In railroad jargon, the 102-ton locomotive is called a 4-6-2 because of its wheel configuration. The “6" means three pairs of driving wheels, which stand more than five feet high, move the engine and the train. They are linked on both sides by a connecting rod to a large piston, which is shoved back and forth by steam.
Such technology, now almost ancient, gives an exhilarating sensation of speed. In the locomotive cab, buffeted by gusts of pungent coal smoke and steam, it feels as if the crew can barely control the awesome power unleashed by the heating of water into vapor. The engine hisses and seethes, like a giant pressure cooker, and seems ready to burst.
As the modernization of India’s railroads continues, skills that allowed people to earn a living through steam are becoming more and more irrelevant. Sharma, a railroad employee since 1988, uses his shovel like a precision instrument. He can heave coal evenly throughout the firebox and appears to know intuitively when it’s time to toss in more to maintain an even, 12-inch-high layer of burning anthracite.
Singh, No. 7102’s 43-year-old engineer, or “driver,” as they say in India, has worked with steam so long that he seems to have organically meshed with his handlebar-shaped regulator handle and reversing wheel. By manipulating those two controls as he stands by the engine’s right-hand window, he regulates the flow of steam and motion of the pistons that make the driving wheels speed up or slow down.

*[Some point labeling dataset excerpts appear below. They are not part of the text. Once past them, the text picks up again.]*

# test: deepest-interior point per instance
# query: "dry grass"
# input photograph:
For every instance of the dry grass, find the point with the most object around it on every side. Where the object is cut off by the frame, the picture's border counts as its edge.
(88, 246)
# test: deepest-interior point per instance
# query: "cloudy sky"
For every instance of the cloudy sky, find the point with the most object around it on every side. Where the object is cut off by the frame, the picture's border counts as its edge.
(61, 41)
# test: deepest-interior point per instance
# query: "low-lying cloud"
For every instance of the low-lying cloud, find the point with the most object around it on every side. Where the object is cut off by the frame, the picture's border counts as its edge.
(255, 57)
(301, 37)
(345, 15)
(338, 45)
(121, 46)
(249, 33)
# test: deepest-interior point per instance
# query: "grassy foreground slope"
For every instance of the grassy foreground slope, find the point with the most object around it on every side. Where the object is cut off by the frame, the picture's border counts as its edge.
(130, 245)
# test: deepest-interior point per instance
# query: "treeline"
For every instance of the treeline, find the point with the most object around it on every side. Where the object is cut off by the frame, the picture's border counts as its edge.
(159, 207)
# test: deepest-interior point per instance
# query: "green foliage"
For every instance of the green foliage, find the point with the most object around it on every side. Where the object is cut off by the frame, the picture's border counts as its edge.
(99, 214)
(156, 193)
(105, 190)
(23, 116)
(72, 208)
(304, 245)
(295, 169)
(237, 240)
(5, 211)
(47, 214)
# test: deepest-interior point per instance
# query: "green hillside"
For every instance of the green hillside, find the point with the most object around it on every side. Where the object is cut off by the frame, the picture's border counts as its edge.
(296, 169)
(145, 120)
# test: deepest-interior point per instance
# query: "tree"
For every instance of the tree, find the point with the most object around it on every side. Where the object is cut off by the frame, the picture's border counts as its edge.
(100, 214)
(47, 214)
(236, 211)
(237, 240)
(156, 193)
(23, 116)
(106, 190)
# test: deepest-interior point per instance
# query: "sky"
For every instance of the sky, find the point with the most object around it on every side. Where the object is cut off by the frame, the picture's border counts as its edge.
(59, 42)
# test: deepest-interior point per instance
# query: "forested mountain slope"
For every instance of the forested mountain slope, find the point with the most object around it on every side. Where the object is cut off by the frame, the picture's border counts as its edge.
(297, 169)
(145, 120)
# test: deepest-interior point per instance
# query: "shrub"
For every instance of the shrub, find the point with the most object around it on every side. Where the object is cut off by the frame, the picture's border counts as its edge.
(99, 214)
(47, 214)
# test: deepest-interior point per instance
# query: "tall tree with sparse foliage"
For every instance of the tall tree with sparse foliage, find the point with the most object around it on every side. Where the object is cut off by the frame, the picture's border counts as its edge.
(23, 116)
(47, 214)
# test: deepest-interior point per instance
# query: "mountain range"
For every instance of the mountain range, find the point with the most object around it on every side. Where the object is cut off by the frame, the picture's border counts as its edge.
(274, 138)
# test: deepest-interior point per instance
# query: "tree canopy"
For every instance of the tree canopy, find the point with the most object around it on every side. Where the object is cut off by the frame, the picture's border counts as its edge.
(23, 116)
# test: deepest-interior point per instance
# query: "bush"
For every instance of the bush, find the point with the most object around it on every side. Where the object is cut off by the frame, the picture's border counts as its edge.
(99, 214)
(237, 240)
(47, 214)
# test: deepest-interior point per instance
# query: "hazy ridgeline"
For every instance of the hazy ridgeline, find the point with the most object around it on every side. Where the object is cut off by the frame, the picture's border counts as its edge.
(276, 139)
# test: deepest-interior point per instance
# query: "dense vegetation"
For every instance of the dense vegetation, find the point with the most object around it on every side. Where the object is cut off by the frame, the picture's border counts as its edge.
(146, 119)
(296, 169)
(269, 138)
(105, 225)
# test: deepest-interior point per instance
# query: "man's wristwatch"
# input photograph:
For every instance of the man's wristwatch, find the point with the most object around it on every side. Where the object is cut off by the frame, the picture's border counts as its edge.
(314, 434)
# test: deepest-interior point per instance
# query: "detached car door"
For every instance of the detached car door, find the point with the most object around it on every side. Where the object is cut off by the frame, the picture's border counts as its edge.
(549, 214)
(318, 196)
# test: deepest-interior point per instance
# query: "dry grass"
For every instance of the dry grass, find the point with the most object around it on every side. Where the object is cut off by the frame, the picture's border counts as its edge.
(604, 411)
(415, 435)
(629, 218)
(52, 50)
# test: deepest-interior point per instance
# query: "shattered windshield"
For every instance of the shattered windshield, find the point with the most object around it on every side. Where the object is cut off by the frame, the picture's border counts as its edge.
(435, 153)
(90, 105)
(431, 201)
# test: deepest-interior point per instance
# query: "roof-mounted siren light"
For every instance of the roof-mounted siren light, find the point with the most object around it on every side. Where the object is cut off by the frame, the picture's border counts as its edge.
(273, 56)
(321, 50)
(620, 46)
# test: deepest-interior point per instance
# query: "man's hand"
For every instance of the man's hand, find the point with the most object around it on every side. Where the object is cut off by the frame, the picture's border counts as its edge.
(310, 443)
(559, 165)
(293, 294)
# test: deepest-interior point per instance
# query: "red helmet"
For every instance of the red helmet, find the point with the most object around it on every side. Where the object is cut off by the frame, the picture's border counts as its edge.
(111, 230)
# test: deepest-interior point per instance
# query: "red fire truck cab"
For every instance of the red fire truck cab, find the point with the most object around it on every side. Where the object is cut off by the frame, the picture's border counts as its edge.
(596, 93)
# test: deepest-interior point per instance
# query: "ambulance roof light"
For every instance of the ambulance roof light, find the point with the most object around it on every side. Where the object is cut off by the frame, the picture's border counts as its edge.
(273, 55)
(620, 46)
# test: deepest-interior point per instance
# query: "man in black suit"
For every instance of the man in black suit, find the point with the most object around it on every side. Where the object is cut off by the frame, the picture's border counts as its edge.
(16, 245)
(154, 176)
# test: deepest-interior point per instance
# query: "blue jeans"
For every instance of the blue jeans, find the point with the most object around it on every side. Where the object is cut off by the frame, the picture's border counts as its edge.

As steam locomotives are retired, their crewmen are supposed to be provided by Indian Railways with new jobs. Sharma, though, isn’t confident. Sweat streaming down his bearded face, he says he will likely be transferred to work as an assistant in an electric or diesel locomotive, but will probably never advance because of quotas that reserve some railroad jobs for people of lower castes. Sharma is a Brahman, a member of Hinduism’s highest stratum.
On impulse, Second Fireman Ghan Shyam Singh grabs a hunk of coal, and sends it spinning into the darkness. The 24-year-old joins his hands together in a sign of reverence. He has given the sacred river some coal as an offering, he says, because he isn’t carrying any coins.